As of June 30, 2025, Instil had cash, cash equivalents, restricted cash, marketable securities and long-term investments of $103.6 million, which consisted of $7.7 million in cash and cash equivalents, approximately $0.2 million in restricted cash, $84.1 million in marketable securities, and $11.7 million in long-term investments, compared to $115.1 million in cash, cash equivalents, restricted cash and marketable securities as of December 31, 2024, consisting of $8.8 million in cash and cash equivalents, $1.8 million in restricted cash, and $104.5 million in marketable securities. Instil expects that its cash, cash equivalents, marketable securities and long-term investments as of June 30, 2025 will enable it to fund its operating plan beyond 2026.

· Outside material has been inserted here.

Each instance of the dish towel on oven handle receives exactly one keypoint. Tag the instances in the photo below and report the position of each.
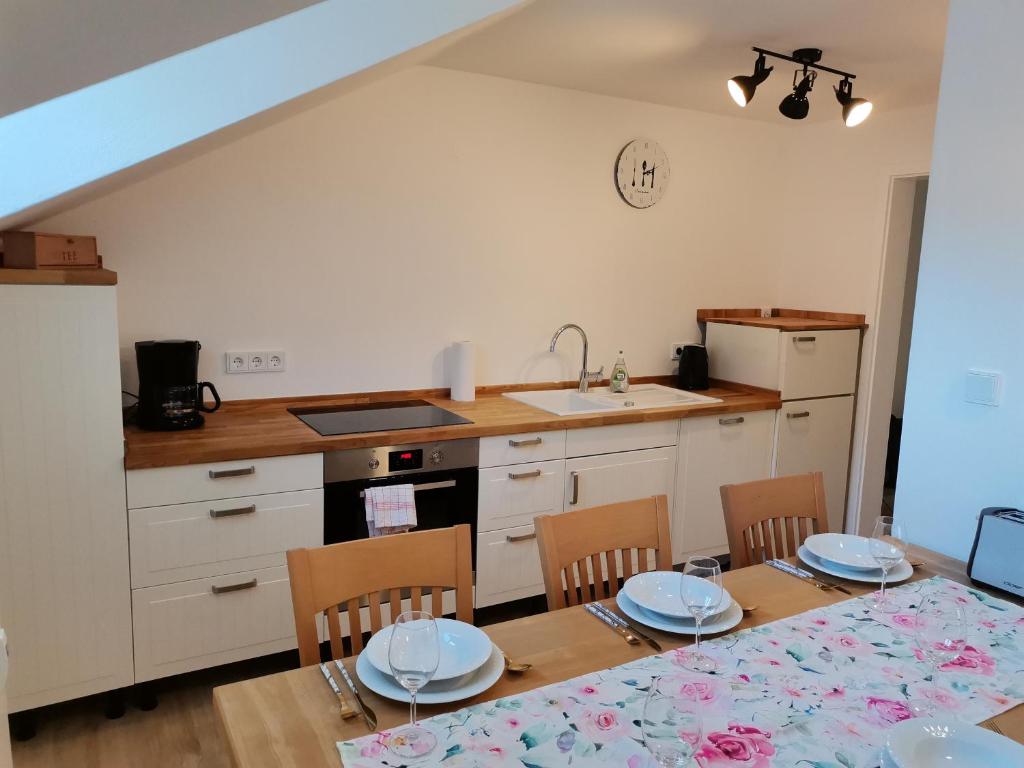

In-process research and development expenses were $10.0 million for both the three and six months ended June 30, 2025, compared to nil for both the three and six months ended June 30, 2024.

Research and development expenses were $6.7 million and $12.1 million for the three and six months ended June 30, 2025, respectively, compared to $2.9 million and $10.2 million for the three and six months ended June 30, 2024, respectively.

General and administrative expenses were $6.2 million and $15.3 million for the three and six months ended June 30, 2025, respectively, compared to $10.7 million and $23.1 million for the three and six months ended June 30, 2024, respectively.

Restructuring and impairment charges were $0.5 million and $16.6 million for the three and six months ended June 30, 2025, respectively, compared to $0.5 million and $4.8 million for three and six months ended June 30, 2024, respectively.

Net loss per share, basic and diluted were $3.24 and $7.55 for the three and six months ended June 30, 2025, respectively, compared to $2.29 and $6.03 for the three and six months ended June 30, 2024, respectively. Non-GAAP net loss per share, basic and diluted, were $2.88 and $4.21 for the three and six months ended June 30, 2025, respectively, compared to $1.57 and $3.95 for the three and six months ended June 30, 2024, respectively.